W październiku pisaliśmy, że najbardziej cieszy nas chodzenia Jasia. Niestety w listopadzie pojawił się regres i paniczny strach. Przypuszczamy, że było to związane z upadkiem oraz zmianą leków. Zarówno dla nas, jak
i dla niego jest to trudny czas, który mamy nadzieję, że szybko minie. Jasio momentami jest sparaliżowany strachem, zaczyna się trząść, kładzie się, boi się chodzić po schodach, a spacery są możliwe tylko, gdy trzymamy go za rękę. Jazda na rowerze, która była dla niego super frajdą, jest nie możliwa. Spina się i chce natychmiast zsiąść. Mimo tego nie poddajemy się
i zmuszamy go do chodzenia. Lekarz stwierdził, że nie możemy odpuszczać, ponieważ „jeśli beton zastygnie to będziemy musieli kuć”.
Mimo kłopotów mieliśmy krótki wyjazd nad morze i turnus rehabilitacyjny. Jaś chętnie chodzi do szkoły, ćwiczy w stowarzyszeniu, ma hipoterapię oraz SI. Częste wizyty u neurologa oraz psychiatry i zmiana leków poprawiają powoli sytuację. Mamy ogromną nadzieję, że będzie co raz lepiej.
W marcu byliśmy w szpitalu CZM w Łodzi i udało się lekarzom wykonać ostrzyknięcie ślinianek botuliną. Zabieg okazał się bardzo pomocny i mocne ślinienie Jasia zniknęło. Teraz pojawia się, ale nie jest już tak intensywne. Zabieg trzeba będzie powtarzać co 4-5 miesięcy.
Obecnie dalej diagnozujemy Jaśka pod kątem repliki zegarków genetycznym, czekamy na kolejne wyniki badań oraz kolejną wizytę okulistyczną i stomatologiczną. Przed Jaśkiem także turnus rehabilitacyjny.
Jaśkowe i nasze zmagania z rzeczywistością można śledzić na profilu FB „Wszyscy gramy dla Jasia”.

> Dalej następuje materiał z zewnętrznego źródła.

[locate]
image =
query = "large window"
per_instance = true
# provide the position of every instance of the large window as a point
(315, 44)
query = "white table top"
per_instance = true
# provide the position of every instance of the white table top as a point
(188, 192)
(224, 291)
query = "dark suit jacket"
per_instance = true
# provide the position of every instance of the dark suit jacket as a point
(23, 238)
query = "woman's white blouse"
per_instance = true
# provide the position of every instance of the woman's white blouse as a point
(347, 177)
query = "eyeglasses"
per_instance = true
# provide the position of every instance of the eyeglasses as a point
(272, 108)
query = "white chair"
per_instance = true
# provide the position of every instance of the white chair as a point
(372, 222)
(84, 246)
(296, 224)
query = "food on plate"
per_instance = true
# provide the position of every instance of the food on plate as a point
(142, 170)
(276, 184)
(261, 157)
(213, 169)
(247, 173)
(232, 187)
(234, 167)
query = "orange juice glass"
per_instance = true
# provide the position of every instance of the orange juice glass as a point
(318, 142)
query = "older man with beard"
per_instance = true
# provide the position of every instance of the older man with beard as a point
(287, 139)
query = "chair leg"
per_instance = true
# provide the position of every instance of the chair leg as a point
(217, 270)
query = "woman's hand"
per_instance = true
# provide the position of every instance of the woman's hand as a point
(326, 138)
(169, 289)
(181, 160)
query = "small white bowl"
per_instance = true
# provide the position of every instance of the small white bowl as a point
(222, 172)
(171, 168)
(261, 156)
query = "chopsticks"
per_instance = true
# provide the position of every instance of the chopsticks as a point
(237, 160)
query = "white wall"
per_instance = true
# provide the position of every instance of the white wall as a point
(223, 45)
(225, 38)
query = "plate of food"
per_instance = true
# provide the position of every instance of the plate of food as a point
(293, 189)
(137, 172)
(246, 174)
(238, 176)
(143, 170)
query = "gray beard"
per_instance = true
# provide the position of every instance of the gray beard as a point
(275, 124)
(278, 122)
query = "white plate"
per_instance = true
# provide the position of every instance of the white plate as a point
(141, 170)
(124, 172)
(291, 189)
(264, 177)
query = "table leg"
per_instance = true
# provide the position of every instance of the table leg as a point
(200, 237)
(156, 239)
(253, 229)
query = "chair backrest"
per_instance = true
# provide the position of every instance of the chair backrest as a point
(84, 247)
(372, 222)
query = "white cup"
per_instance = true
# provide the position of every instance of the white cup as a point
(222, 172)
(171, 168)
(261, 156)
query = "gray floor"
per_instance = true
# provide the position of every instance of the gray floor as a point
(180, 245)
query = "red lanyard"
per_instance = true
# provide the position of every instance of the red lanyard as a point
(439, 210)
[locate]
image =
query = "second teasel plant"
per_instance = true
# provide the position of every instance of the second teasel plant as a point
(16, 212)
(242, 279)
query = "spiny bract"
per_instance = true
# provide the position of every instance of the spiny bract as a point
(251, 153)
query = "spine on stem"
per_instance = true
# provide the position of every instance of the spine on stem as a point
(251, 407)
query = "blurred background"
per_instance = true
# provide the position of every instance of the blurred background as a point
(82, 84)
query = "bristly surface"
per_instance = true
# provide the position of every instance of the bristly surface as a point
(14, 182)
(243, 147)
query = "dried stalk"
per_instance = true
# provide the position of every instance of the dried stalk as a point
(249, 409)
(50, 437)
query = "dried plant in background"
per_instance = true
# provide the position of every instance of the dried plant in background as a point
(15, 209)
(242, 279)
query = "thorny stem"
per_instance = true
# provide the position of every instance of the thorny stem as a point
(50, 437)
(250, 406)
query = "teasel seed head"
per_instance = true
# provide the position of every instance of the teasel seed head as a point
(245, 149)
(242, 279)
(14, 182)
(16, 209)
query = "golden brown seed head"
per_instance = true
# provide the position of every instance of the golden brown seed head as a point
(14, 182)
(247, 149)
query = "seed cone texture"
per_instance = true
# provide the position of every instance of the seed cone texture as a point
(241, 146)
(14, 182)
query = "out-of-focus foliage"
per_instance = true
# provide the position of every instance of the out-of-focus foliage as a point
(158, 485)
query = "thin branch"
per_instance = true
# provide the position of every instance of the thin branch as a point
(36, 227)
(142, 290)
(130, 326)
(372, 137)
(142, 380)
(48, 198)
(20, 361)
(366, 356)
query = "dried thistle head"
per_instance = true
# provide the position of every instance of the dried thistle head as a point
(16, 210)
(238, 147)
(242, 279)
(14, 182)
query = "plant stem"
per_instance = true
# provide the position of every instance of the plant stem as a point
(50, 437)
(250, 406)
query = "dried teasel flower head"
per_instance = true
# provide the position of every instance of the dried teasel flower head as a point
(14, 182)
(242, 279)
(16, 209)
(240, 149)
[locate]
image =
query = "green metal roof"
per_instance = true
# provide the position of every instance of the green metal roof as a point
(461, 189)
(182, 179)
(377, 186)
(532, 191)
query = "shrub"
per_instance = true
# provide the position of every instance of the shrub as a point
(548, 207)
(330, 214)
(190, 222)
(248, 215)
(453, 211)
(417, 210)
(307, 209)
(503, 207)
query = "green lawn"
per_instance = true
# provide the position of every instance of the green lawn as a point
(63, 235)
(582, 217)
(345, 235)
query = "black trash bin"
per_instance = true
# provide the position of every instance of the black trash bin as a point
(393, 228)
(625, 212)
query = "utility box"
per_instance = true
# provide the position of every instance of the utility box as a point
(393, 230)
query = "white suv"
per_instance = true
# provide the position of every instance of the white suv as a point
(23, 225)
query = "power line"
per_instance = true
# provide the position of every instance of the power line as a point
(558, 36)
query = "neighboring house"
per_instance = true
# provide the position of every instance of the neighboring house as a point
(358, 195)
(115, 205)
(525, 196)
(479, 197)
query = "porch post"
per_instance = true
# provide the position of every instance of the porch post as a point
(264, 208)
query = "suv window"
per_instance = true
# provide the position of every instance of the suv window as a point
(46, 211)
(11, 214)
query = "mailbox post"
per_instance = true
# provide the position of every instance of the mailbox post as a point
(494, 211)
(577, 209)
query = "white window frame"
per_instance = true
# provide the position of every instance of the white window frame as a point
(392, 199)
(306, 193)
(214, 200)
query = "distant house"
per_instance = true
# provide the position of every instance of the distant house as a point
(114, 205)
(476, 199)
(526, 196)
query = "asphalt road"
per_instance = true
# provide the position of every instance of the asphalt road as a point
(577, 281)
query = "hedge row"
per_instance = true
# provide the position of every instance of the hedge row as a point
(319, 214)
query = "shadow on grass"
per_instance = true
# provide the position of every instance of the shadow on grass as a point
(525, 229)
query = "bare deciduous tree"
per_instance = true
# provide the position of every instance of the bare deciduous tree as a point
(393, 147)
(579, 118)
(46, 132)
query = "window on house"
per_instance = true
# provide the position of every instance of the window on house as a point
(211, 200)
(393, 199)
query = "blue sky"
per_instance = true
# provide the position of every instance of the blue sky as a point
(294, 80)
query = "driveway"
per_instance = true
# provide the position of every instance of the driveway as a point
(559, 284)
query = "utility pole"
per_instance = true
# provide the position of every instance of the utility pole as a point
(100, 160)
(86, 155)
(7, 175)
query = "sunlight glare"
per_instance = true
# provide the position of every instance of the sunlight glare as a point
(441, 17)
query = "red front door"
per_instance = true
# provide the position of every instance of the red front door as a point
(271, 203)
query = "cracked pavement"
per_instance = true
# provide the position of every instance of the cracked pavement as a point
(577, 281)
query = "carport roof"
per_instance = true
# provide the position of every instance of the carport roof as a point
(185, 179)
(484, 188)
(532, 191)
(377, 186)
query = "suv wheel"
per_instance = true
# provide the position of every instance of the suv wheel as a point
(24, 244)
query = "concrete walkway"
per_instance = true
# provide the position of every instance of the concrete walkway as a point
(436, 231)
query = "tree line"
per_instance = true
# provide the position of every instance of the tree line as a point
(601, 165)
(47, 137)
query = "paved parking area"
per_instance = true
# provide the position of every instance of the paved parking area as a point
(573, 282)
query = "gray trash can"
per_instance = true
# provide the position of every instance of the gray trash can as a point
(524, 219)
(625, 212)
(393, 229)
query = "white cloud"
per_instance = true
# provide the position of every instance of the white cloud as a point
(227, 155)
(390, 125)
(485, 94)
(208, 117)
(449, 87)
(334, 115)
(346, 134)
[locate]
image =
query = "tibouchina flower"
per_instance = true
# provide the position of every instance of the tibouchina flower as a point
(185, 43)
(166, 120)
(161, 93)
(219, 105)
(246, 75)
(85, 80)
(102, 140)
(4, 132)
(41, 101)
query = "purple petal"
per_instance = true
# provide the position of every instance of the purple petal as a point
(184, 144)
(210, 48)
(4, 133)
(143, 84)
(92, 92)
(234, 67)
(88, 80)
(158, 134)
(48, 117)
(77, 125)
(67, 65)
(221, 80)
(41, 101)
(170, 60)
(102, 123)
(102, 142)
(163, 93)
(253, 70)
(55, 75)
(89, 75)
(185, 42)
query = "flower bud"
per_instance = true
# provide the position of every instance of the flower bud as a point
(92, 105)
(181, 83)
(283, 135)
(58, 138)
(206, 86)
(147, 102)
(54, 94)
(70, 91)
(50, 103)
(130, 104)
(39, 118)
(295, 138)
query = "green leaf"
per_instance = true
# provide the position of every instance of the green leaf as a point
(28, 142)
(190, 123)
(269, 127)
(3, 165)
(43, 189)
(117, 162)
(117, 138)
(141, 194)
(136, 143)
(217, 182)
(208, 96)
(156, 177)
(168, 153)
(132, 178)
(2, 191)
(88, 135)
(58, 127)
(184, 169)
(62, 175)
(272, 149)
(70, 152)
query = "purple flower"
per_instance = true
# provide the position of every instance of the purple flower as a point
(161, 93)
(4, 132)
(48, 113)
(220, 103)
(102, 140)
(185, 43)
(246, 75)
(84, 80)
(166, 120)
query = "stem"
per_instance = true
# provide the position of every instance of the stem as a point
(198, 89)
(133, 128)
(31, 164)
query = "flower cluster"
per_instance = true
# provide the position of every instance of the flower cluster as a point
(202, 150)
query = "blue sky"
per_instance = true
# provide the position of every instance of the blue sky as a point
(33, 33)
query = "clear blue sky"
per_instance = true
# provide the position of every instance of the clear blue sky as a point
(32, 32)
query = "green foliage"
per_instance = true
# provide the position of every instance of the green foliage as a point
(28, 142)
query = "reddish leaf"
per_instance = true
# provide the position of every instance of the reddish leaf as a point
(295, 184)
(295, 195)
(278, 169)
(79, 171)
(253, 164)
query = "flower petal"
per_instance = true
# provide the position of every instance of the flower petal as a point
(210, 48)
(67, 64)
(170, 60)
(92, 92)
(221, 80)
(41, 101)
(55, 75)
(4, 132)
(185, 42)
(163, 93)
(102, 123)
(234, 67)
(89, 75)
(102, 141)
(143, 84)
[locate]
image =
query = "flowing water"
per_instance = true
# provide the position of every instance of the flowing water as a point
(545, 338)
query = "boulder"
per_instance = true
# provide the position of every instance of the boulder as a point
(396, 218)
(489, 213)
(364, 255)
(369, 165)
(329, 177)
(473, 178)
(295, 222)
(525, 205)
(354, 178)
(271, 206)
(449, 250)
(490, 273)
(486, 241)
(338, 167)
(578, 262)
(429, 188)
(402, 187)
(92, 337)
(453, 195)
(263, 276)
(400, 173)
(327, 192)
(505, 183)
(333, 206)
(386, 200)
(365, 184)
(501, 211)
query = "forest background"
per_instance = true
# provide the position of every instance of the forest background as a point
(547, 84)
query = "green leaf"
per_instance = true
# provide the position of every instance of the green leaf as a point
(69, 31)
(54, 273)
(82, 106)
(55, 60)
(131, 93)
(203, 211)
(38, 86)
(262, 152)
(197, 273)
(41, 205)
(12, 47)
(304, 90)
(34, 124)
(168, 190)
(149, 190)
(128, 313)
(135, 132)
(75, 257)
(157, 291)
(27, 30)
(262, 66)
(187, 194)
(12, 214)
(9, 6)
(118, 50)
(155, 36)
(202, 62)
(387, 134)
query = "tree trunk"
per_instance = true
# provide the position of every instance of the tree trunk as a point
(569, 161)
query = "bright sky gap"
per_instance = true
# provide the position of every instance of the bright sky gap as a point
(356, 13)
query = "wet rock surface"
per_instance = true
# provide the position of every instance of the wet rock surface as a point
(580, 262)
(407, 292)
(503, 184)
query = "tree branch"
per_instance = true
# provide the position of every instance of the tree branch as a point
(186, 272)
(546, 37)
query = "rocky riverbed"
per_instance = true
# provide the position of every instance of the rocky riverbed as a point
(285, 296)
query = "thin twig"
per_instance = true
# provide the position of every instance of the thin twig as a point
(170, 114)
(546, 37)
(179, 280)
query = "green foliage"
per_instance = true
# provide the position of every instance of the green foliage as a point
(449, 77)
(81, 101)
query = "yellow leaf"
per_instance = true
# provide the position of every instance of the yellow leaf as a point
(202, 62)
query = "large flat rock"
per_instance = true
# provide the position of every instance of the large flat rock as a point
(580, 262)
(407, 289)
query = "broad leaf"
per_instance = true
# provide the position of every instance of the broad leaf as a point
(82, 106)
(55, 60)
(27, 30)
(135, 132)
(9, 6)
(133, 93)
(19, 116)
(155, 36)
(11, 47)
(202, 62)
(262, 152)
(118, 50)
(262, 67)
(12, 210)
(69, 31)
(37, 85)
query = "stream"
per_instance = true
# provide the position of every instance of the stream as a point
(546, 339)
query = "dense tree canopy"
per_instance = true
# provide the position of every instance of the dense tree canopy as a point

Serdecznie dziękujemy za przekazany 1% podatku. Środki te są przeznaczone na wizyty lekarskie, na specjalistyczne okulary, soczewki, sprzęt dla słabowidzących, na terapie i na turnusy rehabilitacyjne. To ogromna pomoc i wsparcie w leczeniu i rehabilitacji naszego syna! Wielkie dzięki!!!